The next phase will be to examine the climate change, biodiversity, just transition and resource scarcity crises using the theory of corrective change from the ground up. The research in the Transition Lab directly works in the Islands communities to engineer the transitions of incumbent systems of transport, freight supply chain, products, services, buildings and primary industries. The systems can be different, and they can be net zero. The critical question for research at this time is “how do we” engineer the transitions through interdisciplinary, whole system projects that realise reasonable return on investment. What are the factors that motivate change, organise projects and investments, create value from change, include whole system aspects and building of adaptive capacities, resilience and regeneration with equitable outcomes.

The project objective is to identify these factors and mechanisms, develop ways to evaluate the factors and techno-economic models for the values and systems interrelationships of shift projects. One of the more promising Shift projects are Data Exchange, Modellization and Observatory systems (DEMOs). With DEMOs new possibilities in behaviour change, policies, regulations, financing arrangements, business models, demand response interfaces, technologies or many other innovations become possible and efficient.

Education, Qualifications and Experience

Essential Criteria

  • The preferred candidate will have an Undergraduate / Masters degree in transportation-related fields of engineering, maritime engineering, rail engineering, and preferably experience in economic analysis, geospatial information systems or transport data and modelling.
  • Professional experience in industry, risk management, policy or regulation would be advantageous.

Desirable Criteria

  • A PhD in transport, freight supply chain, energy modelling, data and human interface, or risk management would be preferred.
  • Experience or background in Transition Engineering would be ideal.

About the Team

Heriot-Watt University has established a reputation for world-class teaching and leading-edge, relevant research, which has made it one of the top UK universities for innovation, business and industry. Heriot-Watt University has five campuses: three in the UK (Edinburgh, Scottish Borders and Orkney), one in Dubai and one in Malaysia. The University offers a highly distinctive range of degree programmes in the specialist areas of science, engineering, design, business and languages. Heriot-Watt is also Scotland's most international university, boasting the first MSc in Renewable and Sustainable Energy Transition, taught from the Orkney campus.

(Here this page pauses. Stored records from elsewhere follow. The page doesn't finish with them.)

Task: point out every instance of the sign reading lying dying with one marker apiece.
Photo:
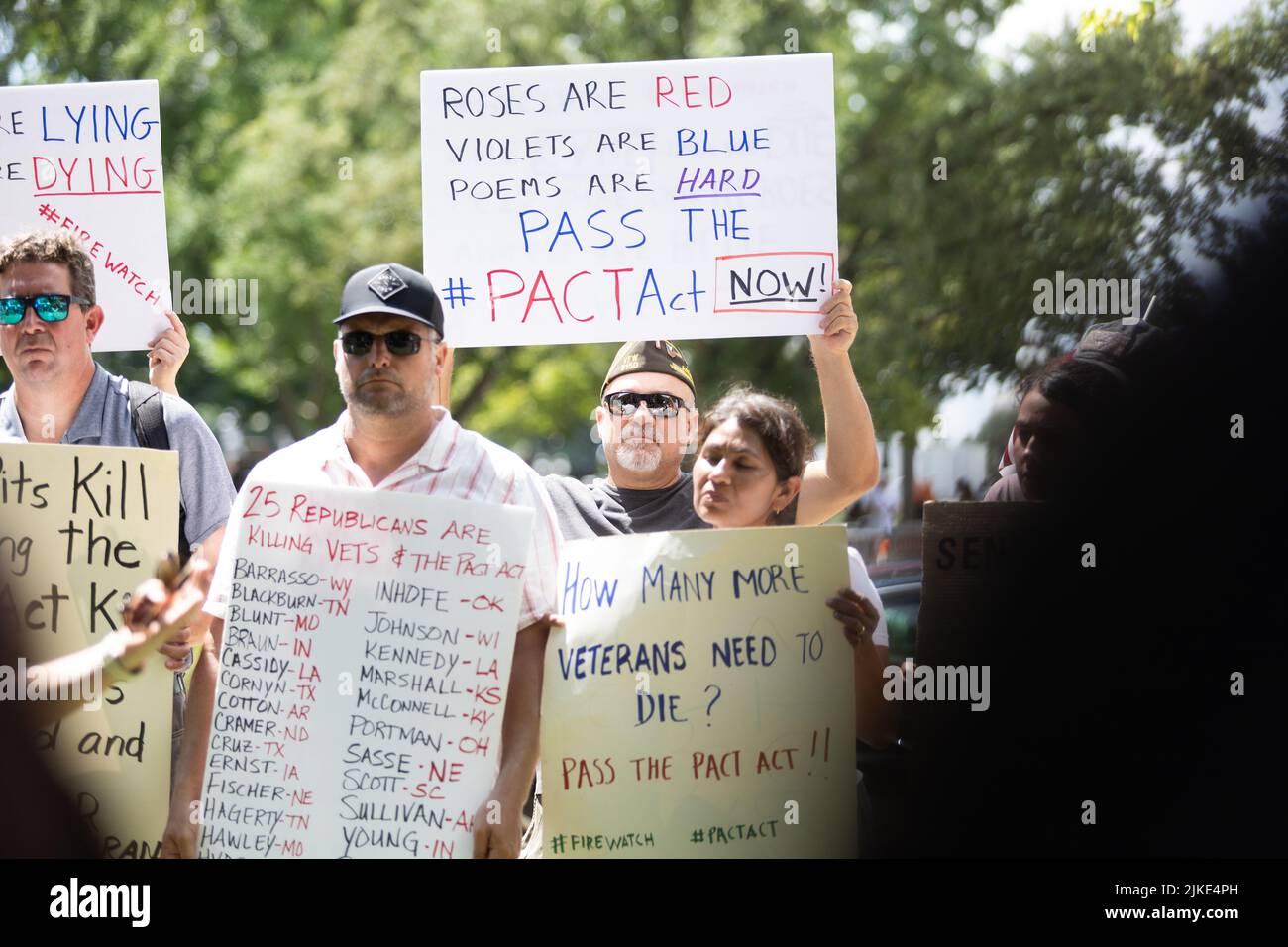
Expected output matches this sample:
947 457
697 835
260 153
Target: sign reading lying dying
603 202
85 158
365 667
699 701
80 528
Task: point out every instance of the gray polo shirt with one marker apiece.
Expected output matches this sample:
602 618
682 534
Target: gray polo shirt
205 487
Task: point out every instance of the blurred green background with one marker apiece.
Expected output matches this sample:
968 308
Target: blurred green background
1106 162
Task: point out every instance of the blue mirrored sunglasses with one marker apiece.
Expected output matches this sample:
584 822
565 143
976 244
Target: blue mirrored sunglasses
51 307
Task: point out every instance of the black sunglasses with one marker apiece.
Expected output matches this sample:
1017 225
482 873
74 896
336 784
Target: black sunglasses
626 403
51 307
400 342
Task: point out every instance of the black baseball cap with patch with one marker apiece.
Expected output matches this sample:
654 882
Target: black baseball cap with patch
660 356
394 289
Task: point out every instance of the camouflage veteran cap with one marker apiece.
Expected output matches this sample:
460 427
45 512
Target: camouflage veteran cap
660 356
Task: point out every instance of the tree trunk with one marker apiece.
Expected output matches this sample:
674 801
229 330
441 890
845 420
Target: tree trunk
909 446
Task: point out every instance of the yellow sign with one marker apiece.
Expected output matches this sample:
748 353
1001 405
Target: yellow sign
699 702
81 528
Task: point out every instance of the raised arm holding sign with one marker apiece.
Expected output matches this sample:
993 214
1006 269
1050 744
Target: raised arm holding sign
630 201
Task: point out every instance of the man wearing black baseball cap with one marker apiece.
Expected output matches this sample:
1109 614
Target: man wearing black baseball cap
389 357
648 419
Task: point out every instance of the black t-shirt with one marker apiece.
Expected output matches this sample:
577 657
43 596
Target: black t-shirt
603 509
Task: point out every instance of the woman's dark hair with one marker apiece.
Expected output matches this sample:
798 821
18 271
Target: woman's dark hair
776 421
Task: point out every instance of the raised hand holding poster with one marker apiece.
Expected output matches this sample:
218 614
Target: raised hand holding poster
80 528
86 158
601 202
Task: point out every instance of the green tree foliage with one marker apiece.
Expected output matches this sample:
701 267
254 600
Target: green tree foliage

The Islands Centre for Net Zero (ICNZ) is being established in the Scottish Islands via a £16.5M component of the Islands Growth Deal. The mission for the ICNZ is to facilitate strategic innovation with the islands organisations, companies and communities to accelerate the 80% fossil fuel retirement by 2030. Heriot-Watt University is leading the academic action research programme for energy transition in buildings, homes, personals freight transport, primary production, products and manufacturing. The research approach is to employ Transition Engineering to develop real-life shift projects.

Professor Susan Krumdieck is Chair in Energy Transition Engineering at HWU, the research director of the ICNZ and is the co-founder of the Global Association for Transition Engineering (GATE). The RA position is located in the Transition Engineering Lab in Orkney, at the International Centre for Islands Technology (ICIT) campus of HWU in Stromness. The Transition Lab group in Orkney includes academics in engineering, economics, social science, environmental science, energy modelling, and collaborations with staff across the HWU global network. The Orkney group are also contributing to the Transition Engineering theme in the global research institute iNetZ+.

About Heriot-Watt University

Heriot-Watt University has established a reputation for world-class teaching and leading-edge, relevant research, which has made it one of the top UK universities for innovation, business and industry.

Heriot-Watt University has five campuses: three in the UK (Edinburgh, Scottish Borders and Orkney), one in Dubai and one in Malaysia. The University offers a highly distinctive range of degree programmes in the specialist areas of science, engineering, design, business and languages. Heriot-Watt University is also Scotland's most international university, boasting the largest international student cohort.